Taken from the introductory chapter of "How to Prove it A Structured Approach":
$(2^b - 1)(1 + 2^b + 2^{2b} + ... + 2^{(a - 1)b}$
$=2^b(1 + 2^b + 2^{2b} + ... + 2^{(a - 1)b}) - (1 + 2^b + 2^{2b} + ... + 2^{a - 1)b})$
$=(2^b + 2^{2b} + 2^{3b} + ... + 2^{ab}) - (1 + 2^b + 2^{2b} + ... + 2^{(a - 1)b})$
$=2^{ab} - 1$
A line 3 you take out all $2^b, 2^{2b}, 2^{3b}$ from the right side out of the left side and the only ones that remains are the $2^{ab}$ on the left side, the $-1$ on the right side and the $-2^{(a - 1)b}$ on the right side, so the final result should be:
$2^{ab} - 2^{(a - 1)b} - 1$
Shouldn't it?Yet the author removes the $2^{(a - 1)b}$ at the end of the right side, but how does he cancel it out?

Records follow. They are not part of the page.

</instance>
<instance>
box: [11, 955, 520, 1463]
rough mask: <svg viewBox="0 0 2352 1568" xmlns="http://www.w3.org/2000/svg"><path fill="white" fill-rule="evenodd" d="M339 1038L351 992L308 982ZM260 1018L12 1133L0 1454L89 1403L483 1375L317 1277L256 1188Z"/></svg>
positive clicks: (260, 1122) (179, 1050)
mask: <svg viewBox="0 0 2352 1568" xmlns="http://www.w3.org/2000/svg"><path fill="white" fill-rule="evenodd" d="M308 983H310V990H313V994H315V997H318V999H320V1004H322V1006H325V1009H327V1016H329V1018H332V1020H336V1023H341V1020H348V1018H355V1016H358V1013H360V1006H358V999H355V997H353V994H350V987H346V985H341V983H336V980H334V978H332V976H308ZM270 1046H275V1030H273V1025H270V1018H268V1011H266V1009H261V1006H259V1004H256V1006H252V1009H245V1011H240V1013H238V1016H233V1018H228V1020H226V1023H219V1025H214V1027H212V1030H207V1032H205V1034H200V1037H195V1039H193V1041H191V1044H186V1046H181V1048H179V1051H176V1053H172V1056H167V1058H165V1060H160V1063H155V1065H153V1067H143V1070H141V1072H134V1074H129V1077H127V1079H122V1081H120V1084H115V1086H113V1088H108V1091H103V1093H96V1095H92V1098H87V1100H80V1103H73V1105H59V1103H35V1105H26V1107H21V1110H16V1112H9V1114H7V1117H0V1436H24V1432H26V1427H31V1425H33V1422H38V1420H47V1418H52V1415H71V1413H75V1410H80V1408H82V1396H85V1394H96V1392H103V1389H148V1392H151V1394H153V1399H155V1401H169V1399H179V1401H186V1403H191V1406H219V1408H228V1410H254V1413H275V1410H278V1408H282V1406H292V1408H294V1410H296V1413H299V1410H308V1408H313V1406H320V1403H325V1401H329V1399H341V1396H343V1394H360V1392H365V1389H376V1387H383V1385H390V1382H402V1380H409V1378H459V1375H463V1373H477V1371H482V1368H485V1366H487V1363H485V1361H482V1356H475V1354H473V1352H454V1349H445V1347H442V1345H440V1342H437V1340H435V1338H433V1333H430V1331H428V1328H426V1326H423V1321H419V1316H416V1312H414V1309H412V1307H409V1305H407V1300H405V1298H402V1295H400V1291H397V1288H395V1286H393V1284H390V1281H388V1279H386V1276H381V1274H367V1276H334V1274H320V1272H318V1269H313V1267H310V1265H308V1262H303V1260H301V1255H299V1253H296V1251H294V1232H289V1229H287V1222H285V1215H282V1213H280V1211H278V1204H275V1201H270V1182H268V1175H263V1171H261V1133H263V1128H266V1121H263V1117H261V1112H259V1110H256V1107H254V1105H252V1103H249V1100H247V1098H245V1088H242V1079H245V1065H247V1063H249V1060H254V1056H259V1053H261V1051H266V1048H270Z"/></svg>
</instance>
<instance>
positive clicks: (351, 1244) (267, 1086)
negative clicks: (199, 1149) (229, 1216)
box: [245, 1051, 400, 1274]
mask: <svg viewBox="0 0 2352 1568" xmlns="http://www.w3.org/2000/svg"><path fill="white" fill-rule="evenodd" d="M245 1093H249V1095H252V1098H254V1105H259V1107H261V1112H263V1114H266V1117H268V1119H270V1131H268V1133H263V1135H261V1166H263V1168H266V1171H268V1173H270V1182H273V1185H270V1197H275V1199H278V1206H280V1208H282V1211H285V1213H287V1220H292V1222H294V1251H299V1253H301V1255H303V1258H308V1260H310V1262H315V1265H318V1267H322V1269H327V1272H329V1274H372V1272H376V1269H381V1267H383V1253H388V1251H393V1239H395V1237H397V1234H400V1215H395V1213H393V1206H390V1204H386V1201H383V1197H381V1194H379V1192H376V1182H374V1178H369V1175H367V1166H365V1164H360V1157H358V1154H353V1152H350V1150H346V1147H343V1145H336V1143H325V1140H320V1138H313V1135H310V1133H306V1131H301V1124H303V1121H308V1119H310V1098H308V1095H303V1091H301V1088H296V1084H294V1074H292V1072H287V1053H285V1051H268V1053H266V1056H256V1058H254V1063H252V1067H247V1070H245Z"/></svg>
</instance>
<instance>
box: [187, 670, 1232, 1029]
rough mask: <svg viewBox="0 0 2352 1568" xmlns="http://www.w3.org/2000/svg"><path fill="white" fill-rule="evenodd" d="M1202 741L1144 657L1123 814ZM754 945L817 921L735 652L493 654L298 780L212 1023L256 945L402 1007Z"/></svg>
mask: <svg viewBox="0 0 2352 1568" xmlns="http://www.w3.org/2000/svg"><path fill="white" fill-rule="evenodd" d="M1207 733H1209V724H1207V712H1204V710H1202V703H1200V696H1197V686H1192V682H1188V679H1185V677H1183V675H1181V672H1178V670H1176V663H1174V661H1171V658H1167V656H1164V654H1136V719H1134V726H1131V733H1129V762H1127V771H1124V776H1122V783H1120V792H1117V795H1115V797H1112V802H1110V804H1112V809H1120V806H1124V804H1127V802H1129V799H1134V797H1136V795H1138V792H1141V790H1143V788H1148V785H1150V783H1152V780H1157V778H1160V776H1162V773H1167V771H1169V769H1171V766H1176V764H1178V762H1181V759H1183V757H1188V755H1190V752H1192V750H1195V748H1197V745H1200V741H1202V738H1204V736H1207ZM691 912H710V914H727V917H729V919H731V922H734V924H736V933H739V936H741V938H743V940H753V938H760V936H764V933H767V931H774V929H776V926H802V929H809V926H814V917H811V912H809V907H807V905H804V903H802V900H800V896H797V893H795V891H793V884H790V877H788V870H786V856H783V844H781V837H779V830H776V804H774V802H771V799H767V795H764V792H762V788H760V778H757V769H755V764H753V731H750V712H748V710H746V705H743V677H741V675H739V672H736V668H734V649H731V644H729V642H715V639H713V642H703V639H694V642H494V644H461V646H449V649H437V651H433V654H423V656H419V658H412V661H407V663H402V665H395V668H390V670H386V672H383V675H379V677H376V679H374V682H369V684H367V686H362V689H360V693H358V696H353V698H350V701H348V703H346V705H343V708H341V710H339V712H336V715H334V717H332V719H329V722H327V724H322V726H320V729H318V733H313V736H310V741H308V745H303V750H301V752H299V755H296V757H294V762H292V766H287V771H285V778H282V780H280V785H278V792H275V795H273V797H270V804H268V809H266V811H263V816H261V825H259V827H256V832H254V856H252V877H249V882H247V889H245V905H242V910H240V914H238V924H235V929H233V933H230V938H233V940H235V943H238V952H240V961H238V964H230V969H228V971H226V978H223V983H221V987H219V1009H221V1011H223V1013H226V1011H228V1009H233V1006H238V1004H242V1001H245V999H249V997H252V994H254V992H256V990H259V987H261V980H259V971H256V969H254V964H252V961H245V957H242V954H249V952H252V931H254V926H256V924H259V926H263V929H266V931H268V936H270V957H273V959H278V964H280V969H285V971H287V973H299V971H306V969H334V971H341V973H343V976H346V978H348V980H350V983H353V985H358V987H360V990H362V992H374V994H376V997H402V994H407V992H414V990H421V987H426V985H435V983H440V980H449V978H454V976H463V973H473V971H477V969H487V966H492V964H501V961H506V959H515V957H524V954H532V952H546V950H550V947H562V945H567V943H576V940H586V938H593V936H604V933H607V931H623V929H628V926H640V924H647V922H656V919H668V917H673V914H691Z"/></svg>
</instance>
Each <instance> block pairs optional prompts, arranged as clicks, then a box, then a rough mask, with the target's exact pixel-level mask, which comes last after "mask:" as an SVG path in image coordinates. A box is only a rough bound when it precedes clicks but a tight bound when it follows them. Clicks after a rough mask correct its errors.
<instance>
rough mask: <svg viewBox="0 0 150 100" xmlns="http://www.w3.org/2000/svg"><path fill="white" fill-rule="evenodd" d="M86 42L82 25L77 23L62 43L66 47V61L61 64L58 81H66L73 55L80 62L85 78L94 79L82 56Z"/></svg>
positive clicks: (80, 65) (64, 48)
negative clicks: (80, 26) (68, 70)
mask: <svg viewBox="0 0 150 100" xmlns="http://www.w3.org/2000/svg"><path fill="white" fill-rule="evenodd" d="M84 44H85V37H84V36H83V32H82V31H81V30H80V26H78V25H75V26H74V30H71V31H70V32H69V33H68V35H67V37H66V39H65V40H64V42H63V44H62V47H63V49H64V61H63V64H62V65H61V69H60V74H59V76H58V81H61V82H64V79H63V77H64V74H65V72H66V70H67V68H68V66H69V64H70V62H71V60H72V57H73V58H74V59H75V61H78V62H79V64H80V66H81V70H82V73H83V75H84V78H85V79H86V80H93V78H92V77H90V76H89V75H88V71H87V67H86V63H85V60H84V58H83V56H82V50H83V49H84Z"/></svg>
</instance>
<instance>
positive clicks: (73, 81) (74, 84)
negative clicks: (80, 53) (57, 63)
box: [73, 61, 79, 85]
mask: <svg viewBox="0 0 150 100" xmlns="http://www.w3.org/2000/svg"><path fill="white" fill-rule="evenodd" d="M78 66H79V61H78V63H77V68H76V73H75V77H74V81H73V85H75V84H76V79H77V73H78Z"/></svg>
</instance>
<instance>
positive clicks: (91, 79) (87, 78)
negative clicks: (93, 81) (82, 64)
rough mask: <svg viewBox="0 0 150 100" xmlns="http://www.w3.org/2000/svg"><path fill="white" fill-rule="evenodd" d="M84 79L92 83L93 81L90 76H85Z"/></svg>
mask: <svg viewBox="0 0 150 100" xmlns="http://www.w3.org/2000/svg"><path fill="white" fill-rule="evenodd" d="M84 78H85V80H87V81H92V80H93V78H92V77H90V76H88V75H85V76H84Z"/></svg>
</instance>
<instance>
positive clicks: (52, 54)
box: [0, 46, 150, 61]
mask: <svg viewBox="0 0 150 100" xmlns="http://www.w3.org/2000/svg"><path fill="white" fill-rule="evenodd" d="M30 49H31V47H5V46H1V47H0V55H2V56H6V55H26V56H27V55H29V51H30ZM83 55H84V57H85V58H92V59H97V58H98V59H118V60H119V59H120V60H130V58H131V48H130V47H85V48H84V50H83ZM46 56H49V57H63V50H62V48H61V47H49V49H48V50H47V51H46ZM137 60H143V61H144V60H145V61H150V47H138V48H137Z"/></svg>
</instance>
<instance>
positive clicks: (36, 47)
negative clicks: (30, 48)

To see the result without ambiguity:
$$\left(2^b - 1\right)\left(1 + 2^b + 2^{2b} + ... + 2^{(a - 1)b}\right)=\left(2^b - 1\right)\sum_{k=0}^{a-1}2^{bk}=\sum_{k=0}^{a-1}2^{b(k+1)}-\sum_{k=0}^{a-1}2^{bk}\\\underbrace{=}_{\text{change of index}} \sum_{k=1}^{a}2^{bk}-\sum_{k=0}^{a-1}2^{bk}=2^{ab}-1$$